Watching the news and listening to the politicians you would think that the 27 people who drowned horribly in an icy Channel were part of a ‘human tragedy’ caused by ‘monstrous’ people smugglers. The pundits pontificate and speculate about the spats between the British and French governments over the details of tweets and non-invitations.  Priti Patel is given a full page in the Sun newspaper today to argue for more policing and further deepening the hostile environment for migrants and refugees. 

They all say it is an incredibly complex problem. No, it isn’t. The only reason there is a booming market for gangs of people smugglers is that both the British and French governments do not implement UN and humanitarian guidelines for accepting asylum seekers. In other words, the squalid camps near Calais or Dunkirk could end tomorrow and the crossings cease if the Home Office sent a team over and set up an office to process and fast track refugee applications. It would not even cost a fraction of the money handed over to the Tories’ business mates for Covid PPE or test and trace. Forty-eight years ago a Labour government mobilised along with the labour movement to welcome around 3000 refugees fleeing Pinochet’s fascist coup in Chile. In 1972 Ted Heath’s Tory government took in 30,000 Uganda Asians fleeing Idi Amin’s repression. Priti Patel’s parents were among them. So why is the government allowing people to die needlessly in the Channel today?

Since the 1970s and the long series of defeats and setbacks for the labour movement and working people the whole centre of gravity of politics here and in France has moved to the right. Margret Thatcher the then British Prime Minister materially destroyed workers’ jobs and their communities. Boris Johnson has successfully carried through a right-wing Brexit project where he absorbed the more extreme right-wing UKIP party supporters. Aided and abetted by a compliant mass media the idea that there are ‘too many migrants’, that we ‘don’t have any more space or jobs’, that ‘migrants are taking jobs and depressing wages’ or that ‘people’s security is threatened by migrants’ have all become part of a ‘common sense’ mass ideology. The fact that Labour totally adapted to a large part of this ideology – remember the mugs with the controlling immigration slogan- has contributed to the difficulties of challenging these reactionary policies.

Johnson’s election win in 2019 – particularly in the so-called ‘red wall’ seats was to a large degree due to the anti-migrant Brexit project. Despite all the pious hand wringing about the human tragedy this week, the Tories will not entertain any relaxation of their hostile environment policies because they want to sustain the successful electoral bloc they created in 2019.

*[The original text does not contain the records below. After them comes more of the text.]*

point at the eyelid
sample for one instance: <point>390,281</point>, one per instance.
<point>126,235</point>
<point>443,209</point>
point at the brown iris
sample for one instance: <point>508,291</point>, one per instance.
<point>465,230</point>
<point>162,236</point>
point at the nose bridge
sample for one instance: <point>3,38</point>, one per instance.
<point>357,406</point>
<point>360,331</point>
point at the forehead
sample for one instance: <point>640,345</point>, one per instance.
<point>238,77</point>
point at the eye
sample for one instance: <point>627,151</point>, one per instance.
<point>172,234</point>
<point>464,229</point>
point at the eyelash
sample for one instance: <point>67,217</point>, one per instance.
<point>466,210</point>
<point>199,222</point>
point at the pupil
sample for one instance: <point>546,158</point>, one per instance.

Labour’s official spokespeople have wrung their hands a bit more strongly but nowhere have we heard a clear statement from them saying we should set up channels to immediately welcome the refugees. Their response has been to accuse the Tories of ‘losing control’ and failing to competently work with the French. Keir Starmer, leader of the Labour Party on the November 19 Today BBC programme focussed on this lack of control rather than defending migrants or refugees. A letter protesting this stance has been put together by Another Europe is Possible, see here. The only progressive crumb we heard from Labour was to float the Dubs amendment on welcoming child refugees. Up to now, that policy has failed completely. Officially Labour has kept well away from the solidarity demonstrations organised this week by migrant support organisations, anti-racist campaigns and the radical left.

If you look at the nationality of most refugees in the channel and at Calais, one common thread leaps out at you. Iraq, Afghanistan, Syria, Sudan and Somalia – all current or recent war zones and where Western powers like Britain and France have actively intervened to defend the interests of capital against the peoples living there. Indeed you have the brutal irony of some Tories complaining in the Sunday Telegraph that the government is failing to honour its commitments to Afghani employees and contractors by failing to facilitate their transfer to Britain after the Taliban takeover of Afghanistan. At the same time, other Tory MPs are raging that Patel is not being tough enough.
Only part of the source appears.